Vor sechshundert Jahren lebte abseits des Dorfes eine boshafte Maid namens Herlinde, die hatte nur einen Freund namens Walter. Andere Freunde hatte sie wegen ihres Ehrgeizes nicht. Zu Mitternacht hatte die Frau die eigenartige Angewohnheit, sich auf einen Brunnenrand zu setzen und mit einer unbekannten Person zu reden. Wenn sie das tat, fluchte sie über die Welt, die – ihrer Meinung nach – viel zu ungerecht zu ihr war. Zur Abendstunde kam Walter vorbei und brachte ihr immer Wodka und Kuchen mit. Meistens redeten die beiden, wobei Walter meistens mehr zuhörte, als ihr zu widersprechen. Wer Herlinde kannte, wusste, dass sie ihrer eigensinnigen Meinung nie müde wurde. Walter kannte sie gut, weil er manchmal der Einzige war, der sich um sie kümmerte. Wegen seiner Fürsorge verliebte sie sich eines Tages in ihn.

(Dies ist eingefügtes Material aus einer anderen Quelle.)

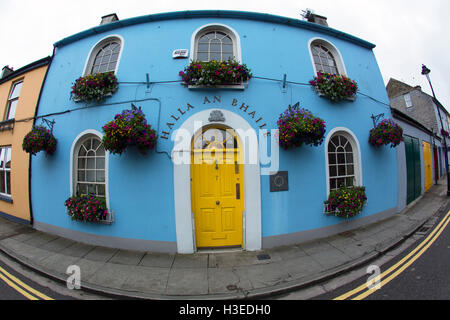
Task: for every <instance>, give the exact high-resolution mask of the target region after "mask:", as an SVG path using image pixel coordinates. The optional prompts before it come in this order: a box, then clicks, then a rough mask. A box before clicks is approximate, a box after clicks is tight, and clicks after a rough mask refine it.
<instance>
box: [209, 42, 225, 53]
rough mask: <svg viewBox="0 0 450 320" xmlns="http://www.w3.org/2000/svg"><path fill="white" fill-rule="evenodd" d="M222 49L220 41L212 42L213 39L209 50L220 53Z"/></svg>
mask: <svg viewBox="0 0 450 320" xmlns="http://www.w3.org/2000/svg"><path fill="white" fill-rule="evenodd" d="M221 49H222V46H221V45H220V42H212V41H211V44H210V46H209V50H210V51H211V52H219V53H220V51H221Z"/></svg>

Doch es gab einen Grund, weshalb sie dem Walter böse war. Dieser Grund war seine über alles geliebte Schwester Gretel. Gretel war ein braves Mädchen, das immer schon sehr sozial war. Die beiden Geschwister trafen sich regelmäßig zu Mittag. Als Herlinde davon erfuhr, passte es ihr natürlich überhaupt nicht, weshalb sie beschloss, dem ein Ende zu setzen. Die Maid versuchte ihren Freund zu überreden, seine Schwester zu hassen, was allerdings scheiterte.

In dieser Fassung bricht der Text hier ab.